Le sommet de Johannesburg est parfois qualifié de Rio + 10. Il doit permettre de comprendre pourquoi nombre des nobles objectifs fixés lors du Sommet de la Terre, il y a dix ans, n’ont toujours pas été atteints. Certes, des décisions ont été prises lors de la conférence de Rio, mais elles concernaient plus l’environnement que le développement. La plus grande réussite fut la négociation du traité sur le changement climatique, qui a abouti, en 1997, à la signature du protocole de Kyoto, contraignant les pays industrialisés à prendre des mesures visant à réduire les émissions des gaz responsables du réchauffement, qui, aux yeux de nombreux chercheurs, constituent la menace la plus sérieuse pour la planète [le traité n’a pas été ratifié par les Etats-Unis, ni par le Canada et l’Australie, entre autres].

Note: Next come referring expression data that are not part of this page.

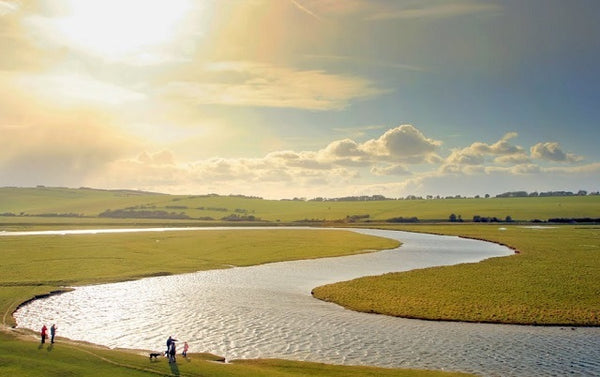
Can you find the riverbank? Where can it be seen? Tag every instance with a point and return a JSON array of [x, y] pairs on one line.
[[552, 280], [44, 264]]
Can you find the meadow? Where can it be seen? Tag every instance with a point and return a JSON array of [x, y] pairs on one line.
[[40, 264], [553, 279], [28, 203]]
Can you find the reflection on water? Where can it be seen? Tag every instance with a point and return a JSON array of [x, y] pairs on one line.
[[267, 311]]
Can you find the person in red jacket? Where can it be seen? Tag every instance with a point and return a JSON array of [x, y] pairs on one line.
[[44, 333]]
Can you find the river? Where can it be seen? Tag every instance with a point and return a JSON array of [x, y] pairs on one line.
[[267, 311]]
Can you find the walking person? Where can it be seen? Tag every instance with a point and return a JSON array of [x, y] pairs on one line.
[[169, 342], [172, 352], [44, 333], [52, 333]]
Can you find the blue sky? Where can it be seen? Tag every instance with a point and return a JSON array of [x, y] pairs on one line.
[[301, 98]]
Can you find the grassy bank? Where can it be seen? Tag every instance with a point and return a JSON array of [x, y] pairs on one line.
[[553, 280], [39, 264], [25, 202]]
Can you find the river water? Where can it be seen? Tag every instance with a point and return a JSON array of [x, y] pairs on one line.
[[267, 311]]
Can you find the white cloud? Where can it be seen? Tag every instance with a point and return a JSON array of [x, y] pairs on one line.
[[403, 143], [551, 151], [69, 89]]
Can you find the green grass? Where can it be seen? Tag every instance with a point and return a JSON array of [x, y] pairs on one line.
[[89, 202], [82, 259], [554, 280], [24, 356], [35, 265]]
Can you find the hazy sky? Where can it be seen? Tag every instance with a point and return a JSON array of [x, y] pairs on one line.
[[301, 98]]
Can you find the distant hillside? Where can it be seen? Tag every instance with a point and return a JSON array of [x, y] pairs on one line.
[[23, 203]]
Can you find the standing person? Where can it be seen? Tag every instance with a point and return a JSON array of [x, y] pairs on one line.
[[169, 342], [172, 352], [44, 333], [52, 332]]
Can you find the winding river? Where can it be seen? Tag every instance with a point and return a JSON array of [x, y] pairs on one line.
[[267, 311]]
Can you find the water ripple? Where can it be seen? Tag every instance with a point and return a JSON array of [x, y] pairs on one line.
[[267, 311]]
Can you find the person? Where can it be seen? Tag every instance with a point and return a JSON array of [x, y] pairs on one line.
[[172, 352], [44, 333], [52, 333], [169, 342]]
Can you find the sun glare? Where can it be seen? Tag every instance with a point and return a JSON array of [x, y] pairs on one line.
[[116, 28]]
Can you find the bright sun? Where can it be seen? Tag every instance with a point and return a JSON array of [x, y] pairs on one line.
[[119, 28]]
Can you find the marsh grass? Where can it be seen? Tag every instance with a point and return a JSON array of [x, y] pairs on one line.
[[90, 203], [553, 280], [23, 356], [35, 265]]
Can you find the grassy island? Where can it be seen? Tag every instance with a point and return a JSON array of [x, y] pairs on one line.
[[39, 264], [554, 279]]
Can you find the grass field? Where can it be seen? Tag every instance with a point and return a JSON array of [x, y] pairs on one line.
[[88, 202], [553, 280], [39, 264]]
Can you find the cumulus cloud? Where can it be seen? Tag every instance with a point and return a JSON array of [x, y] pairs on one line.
[[391, 170], [476, 153], [551, 151], [404, 143]]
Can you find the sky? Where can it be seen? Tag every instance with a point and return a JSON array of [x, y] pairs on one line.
[[301, 98]]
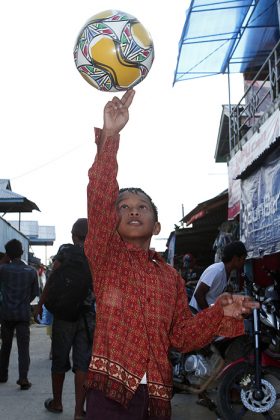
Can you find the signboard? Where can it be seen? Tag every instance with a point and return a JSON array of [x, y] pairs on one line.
[[260, 208], [247, 154]]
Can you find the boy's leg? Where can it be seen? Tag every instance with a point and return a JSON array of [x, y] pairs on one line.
[[62, 332], [80, 393], [7, 333], [101, 408], [57, 388], [23, 340], [82, 347]]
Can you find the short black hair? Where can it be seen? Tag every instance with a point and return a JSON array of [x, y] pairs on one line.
[[14, 249], [135, 190], [236, 248]]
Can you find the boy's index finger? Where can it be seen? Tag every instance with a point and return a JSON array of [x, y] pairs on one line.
[[128, 98]]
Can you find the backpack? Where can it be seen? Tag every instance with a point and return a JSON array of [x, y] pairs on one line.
[[69, 284]]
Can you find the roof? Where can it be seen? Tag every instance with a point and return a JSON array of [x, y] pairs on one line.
[[11, 202], [206, 207], [221, 36]]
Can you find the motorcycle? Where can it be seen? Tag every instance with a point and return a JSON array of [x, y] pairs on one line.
[[198, 372], [251, 385]]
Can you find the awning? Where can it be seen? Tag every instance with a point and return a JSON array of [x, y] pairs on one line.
[[226, 36], [11, 202]]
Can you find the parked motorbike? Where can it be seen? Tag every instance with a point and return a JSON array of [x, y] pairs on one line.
[[198, 372], [251, 385]]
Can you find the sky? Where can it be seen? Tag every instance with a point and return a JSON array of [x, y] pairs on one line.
[[48, 114]]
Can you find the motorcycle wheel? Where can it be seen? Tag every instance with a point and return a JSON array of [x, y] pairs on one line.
[[233, 393]]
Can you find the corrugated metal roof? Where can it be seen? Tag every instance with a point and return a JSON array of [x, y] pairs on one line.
[[11, 202]]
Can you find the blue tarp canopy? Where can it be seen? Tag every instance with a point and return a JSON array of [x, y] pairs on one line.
[[224, 36]]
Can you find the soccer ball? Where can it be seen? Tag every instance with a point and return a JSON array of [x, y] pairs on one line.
[[113, 51]]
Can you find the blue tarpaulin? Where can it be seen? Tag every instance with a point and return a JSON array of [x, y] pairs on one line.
[[226, 36]]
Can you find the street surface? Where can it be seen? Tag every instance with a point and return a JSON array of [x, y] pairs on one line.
[[29, 405]]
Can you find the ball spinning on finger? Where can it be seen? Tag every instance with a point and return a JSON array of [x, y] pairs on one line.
[[113, 51]]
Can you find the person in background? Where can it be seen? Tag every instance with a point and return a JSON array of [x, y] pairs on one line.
[[214, 280], [142, 309], [19, 285], [67, 335]]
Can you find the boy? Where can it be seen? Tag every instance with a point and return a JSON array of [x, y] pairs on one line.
[[141, 303]]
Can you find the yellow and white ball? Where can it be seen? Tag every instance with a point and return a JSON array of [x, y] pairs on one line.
[[113, 51]]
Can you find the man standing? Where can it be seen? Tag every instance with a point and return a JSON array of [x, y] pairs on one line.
[[214, 279], [75, 334], [19, 285]]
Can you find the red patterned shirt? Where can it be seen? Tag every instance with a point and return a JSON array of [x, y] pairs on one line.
[[141, 303]]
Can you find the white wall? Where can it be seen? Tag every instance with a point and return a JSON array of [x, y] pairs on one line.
[[7, 232]]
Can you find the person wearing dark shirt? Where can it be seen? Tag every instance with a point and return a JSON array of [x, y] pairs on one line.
[[19, 285]]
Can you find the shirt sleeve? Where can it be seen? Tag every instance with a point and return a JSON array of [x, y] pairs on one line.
[[191, 332], [102, 192]]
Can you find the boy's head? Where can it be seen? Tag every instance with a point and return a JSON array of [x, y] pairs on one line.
[[236, 253], [79, 230], [138, 216], [14, 249]]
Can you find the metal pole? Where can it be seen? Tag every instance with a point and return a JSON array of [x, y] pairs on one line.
[[229, 110]]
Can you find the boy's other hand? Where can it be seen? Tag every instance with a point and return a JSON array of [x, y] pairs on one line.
[[237, 306], [116, 113]]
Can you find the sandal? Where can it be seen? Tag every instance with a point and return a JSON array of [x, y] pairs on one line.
[[82, 417], [24, 384], [49, 407]]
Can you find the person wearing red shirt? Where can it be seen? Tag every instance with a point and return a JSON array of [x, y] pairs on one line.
[[141, 304]]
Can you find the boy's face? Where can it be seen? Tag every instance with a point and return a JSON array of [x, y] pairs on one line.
[[136, 219]]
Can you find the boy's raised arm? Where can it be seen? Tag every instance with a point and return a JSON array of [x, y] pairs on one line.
[[102, 189]]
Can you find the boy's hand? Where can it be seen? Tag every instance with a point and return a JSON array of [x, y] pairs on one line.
[[236, 306], [116, 113]]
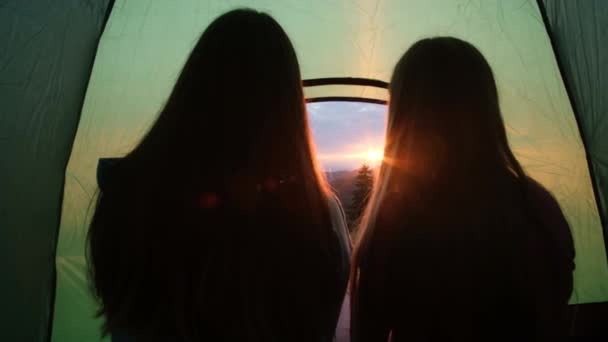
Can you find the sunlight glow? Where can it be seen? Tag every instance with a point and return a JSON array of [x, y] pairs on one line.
[[373, 156]]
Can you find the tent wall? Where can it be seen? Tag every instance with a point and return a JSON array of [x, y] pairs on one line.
[[46, 53], [579, 30]]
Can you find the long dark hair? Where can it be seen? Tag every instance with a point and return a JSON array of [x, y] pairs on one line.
[[217, 226], [446, 219]]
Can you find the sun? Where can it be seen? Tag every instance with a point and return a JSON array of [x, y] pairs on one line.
[[374, 156]]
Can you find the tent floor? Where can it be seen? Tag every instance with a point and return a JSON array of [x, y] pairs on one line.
[[590, 319]]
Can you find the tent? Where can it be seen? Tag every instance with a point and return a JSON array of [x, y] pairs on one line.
[[81, 80]]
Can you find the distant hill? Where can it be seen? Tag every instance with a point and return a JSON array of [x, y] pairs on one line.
[[343, 184]]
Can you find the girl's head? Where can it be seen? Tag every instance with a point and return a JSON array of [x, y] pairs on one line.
[[237, 104], [448, 177], [444, 114], [212, 223]]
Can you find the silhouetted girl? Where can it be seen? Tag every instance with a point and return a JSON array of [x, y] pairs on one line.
[[217, 226], [457, 243]]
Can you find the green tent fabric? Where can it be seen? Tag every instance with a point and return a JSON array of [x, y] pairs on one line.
[[578, 30], [46, 65], [46, 53]]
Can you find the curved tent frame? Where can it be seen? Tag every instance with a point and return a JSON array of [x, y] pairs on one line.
[[50, 52]]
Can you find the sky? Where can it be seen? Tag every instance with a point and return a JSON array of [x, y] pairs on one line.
[[345, 132]]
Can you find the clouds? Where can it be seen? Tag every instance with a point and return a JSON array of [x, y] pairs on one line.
[[342, 130]]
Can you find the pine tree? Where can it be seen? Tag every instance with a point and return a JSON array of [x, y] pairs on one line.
[[364, 181]]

Alors que les organisateurs et de nombreux pays en développement espéraient voir le Sommet de Rio aboutir à un engagement des pays riches envers les pays pauvres, il n’en est sorti qu’un gigantesque programme d’action baptisé Agenda 21, qui est resté lettre morte [mis à part quelques exceptions]. Pour la plupart des experts, Rio s’est trop consacré aux problèmes environnementaux des pays riches. Johannesburg doit donc se recentrer sur le développement des pays pauvres. Mais qu’apportera-t-il ? Nombreux sont ceux qui craignent d’assister à un débat stérile où les invités passent en revue les arguments maintes fois évoqués sur la politique d’aide internationale, s’en prennent aux Etats-Unis et diabolisent la mondialisation de l’économie. Tout dépend de l’ordre du jour. Les participants ont proposé d’innombrables thèmes et les ont rassemblés dans un texte préliminaire. Le programme de la conférence est le suivant : les chefs d’Etat et de gouvernement signeront une "déclaration de principes fondamentaux" et prépareront un "programme d’actions de Johannesburg" semblable à l’Agenda 21 de Rio. Enfin, une multitude d’accords de moindre envergure sur des projets concrets seront passés entre les gouvernements, le monde des entreprises, les organisations d’aide humanitaire et les groupes de pression, d’un côté, et les pays pauvres, de l’autre. C’est cette dernière catégorie d’accords - plus connus sous le nom de "partenariats de type 2" - qui pourrait faire de Johannesburg un véritable succès. Il est probable que les grands principes et autres plans d’action resteront sans effet. En revanche, des accords bilatéraux prévoyant, par exemple, la fourniture d’un système énergétique écologiquement viable par une entreprise britannique à un village africain pourraient faire toute la différence. Le gouvernement britannique a ainsi souligné l’importance des partenariats de type 2 et a déjà soigneusement préparé son ordre du jour, centré sur l’éradication de la pauvreté, le continent africain, l’énergie économiquement viable et l’accès des pauvres à une eau propre. Johannesburg peut déboucher sur de vraies avancées, mais celles-ci reposeront probablement sur des accords moins ambitieux, négociés en marge de la conférence, visant à améliorer le sort des pauvres. Quant aux professions de foi grandiloquentes et pleines de bons sentiments, le monde étant ce qu’il est, elles risquent de ne pas déboucher sur grand-chose.